A dilemma implies that there are two equal alternatives to opt for and that one must be foregone. There is a decision, and the protagonist must choose.
But the time has long passed since there was a viable and imaginable alternative to Israeli domination of the land.
The two-state solution of the Oslo Accords is a charade that only diplomats and the terminally optimistic cling to in a kind of “I hope we can still be friends” mentality. The prospect of there ever being a feasible Palestinian state in existence alongside Israel has been slowly but surely suffocated.
And thus on the eve of an election Benjamin Netanyahu can flip the world the finger and declare that there isn’t even a remote chance that he will be dismantling any Israeli settlements in the West Bank.
“The days when bulldozers uprooted Jews are behind us, not in front of us,” he said in a newspaper interview. “Nobody has any lessons to give me about love for the Land of Israel or commitment to Zionism and the settlements.”
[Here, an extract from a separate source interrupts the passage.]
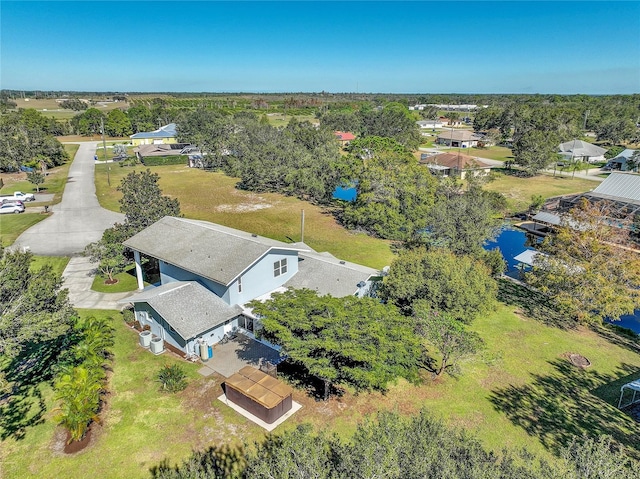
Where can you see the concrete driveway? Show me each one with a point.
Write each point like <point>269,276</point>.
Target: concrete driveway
<point>78,219</point>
A ‘one-and-a-bit-state’ solution
That Netanyahu will be returned to office this week is fairly certain. The only question will be how much of a majority he will have and which particular parties he will have to include in his coalition.
For that reason, and with up to four more years of Bibi ahead, any possible determination of a two-state solution becomes ever more impossible, no matter how many diplomatic goals the Palestinians can kick in the UN.
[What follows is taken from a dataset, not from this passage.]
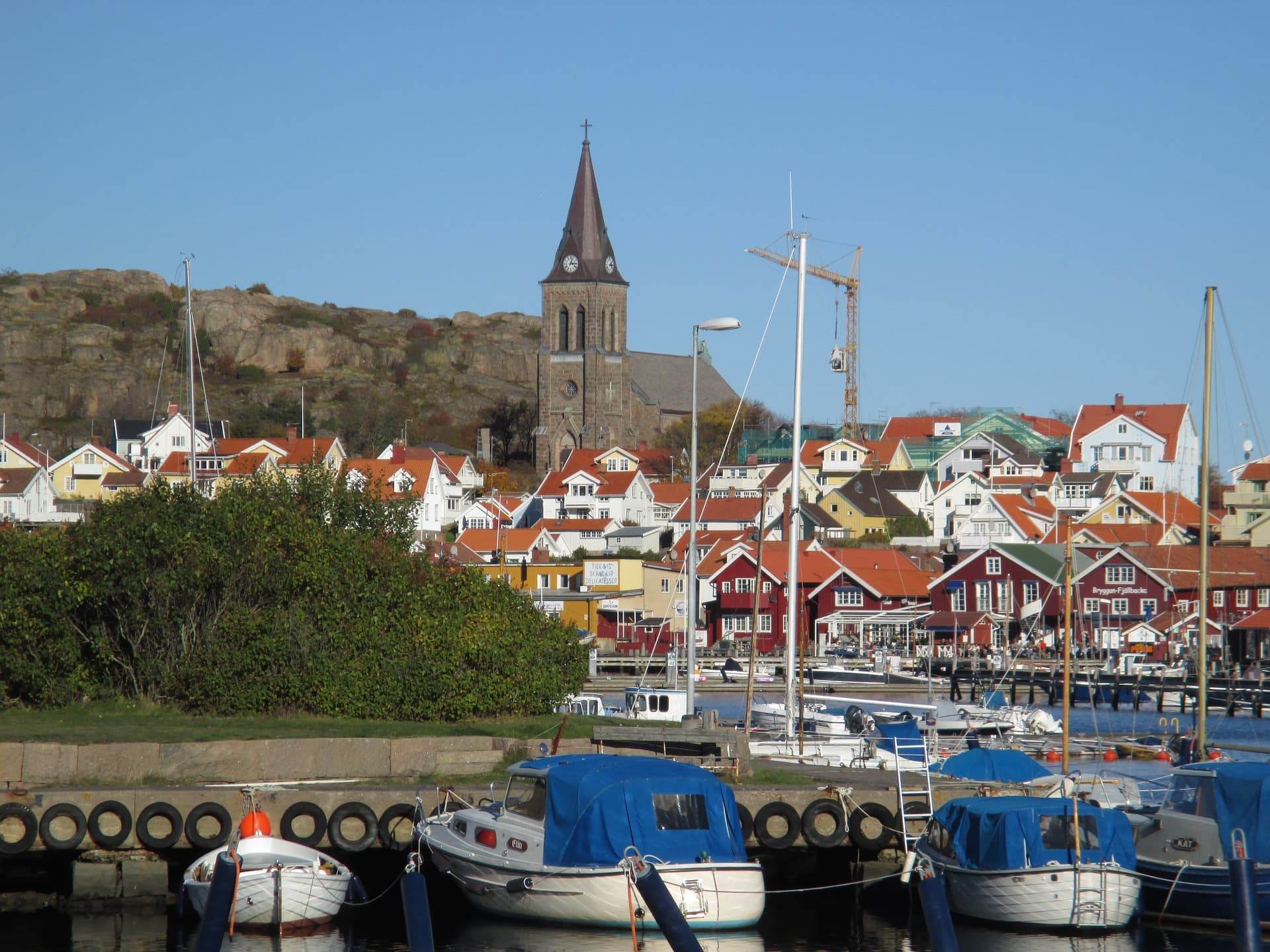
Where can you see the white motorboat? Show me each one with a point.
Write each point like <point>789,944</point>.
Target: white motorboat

Instead we are left with a “one Jewish state plus a remainder” scenario.
A future Palestinian state has been made unfeasible by the years of relentless slice-and-dice building and dismantling programs carried out by Israel. Jewish settlements go up and Palestinian dwellings are cleared for “security reasons”. Secure road corridors for the settlers further partition Palestinian land into penny-packets, hindering movement and commerce.
A scattered set of enclaves has therefore replaced a contiguous territory. If, as Netanyahu promises, none of these obstructions are to be surrendered, it is impossible to imagine a workable Palestinian state in the West Bank.
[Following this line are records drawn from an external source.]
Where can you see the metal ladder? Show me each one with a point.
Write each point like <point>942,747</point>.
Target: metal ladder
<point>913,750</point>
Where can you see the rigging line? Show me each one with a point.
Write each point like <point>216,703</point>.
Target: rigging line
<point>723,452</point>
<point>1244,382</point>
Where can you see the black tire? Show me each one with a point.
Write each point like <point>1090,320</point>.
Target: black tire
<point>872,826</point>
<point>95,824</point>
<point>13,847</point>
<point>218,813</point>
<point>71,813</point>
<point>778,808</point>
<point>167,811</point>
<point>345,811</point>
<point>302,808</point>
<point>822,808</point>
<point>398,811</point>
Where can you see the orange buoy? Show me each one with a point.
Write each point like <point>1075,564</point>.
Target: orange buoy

At the other end of the country, the futile rocket attacks from Gaza make it easy to keep justifying such physical security measures. The retribution meted out for these strikes has left the Gaza Strip in a medieval state of development, with the UN predicting life there will become almost unviable by 2020.
On top of this is the continuing failure of the Palestinian leaders to put aside their own differences and move in a united manner. No matter the progress Mahmoud Abbas makes on the international stage, the hot-heads in Hamas and the other factions make it easy for Netanyahu to shrug his shoulders and stay away from the negotiating table.
The old idea of trading peace for land is passé: the Israelis have most of the land and with even a small percentage of the Palestinians refusing to be peaceful, there is no need for Netanyahu to give up any turf.
All politics is local
As ever with the Middle East, things are not all black and white. The impending Israeli election has been slightly different from previous ones in that socio-economic concerns have been running parallel with security issues in voters' minds.
Israel has weathered the global financial crisis comparatively well, but concerns like housing, unemployment and economic opportunity are major considerations. Building settlements is of course one way to alleviate some of the housing shortage, and give a boost to economic activity, but the next government will also need to keep an eye on more prosaic household issues.
Meanwhile there is no need for Netanyahu to split the opposition. They do that well enough themselves, with a continual splintering into smaller parties. His greater concern is the strengthening voice of minor groups on the same side as himself but further towards the extreme of religious Zionism.
The rise of the Bayit Yehudi (Jewish Home) party has been a case in point. The religious tail wagging the secular dog is an ever present tension in Israeli politics and Netanyahu will be worried about how much traction such parties will have in any coalition. In any case though, they will only be driving him towards increased settlement construction and even less accommodation with the Palestinians.
Israel has won
The two state solution is dead, at least in the sense of creating a Palestinian entity that would be independently viable. The nomenclature may take a bit longer to expire, but it is unimaginable that there will be such a roll-back of Israeli influence as to allow a functioning Palestinian state in co-existence with its Jewish neighbour.
A “state” implies some autonomy and an internal monopoly of control. The Palestinians only control what Israel allows them to. Palestinian authority exists in enclaves not deemed currently necessary for Israel to exert direct governance over.
There is therefore no longer an Israel-Palestine dilemma. Only an Israeli victory and a Palestinian plight.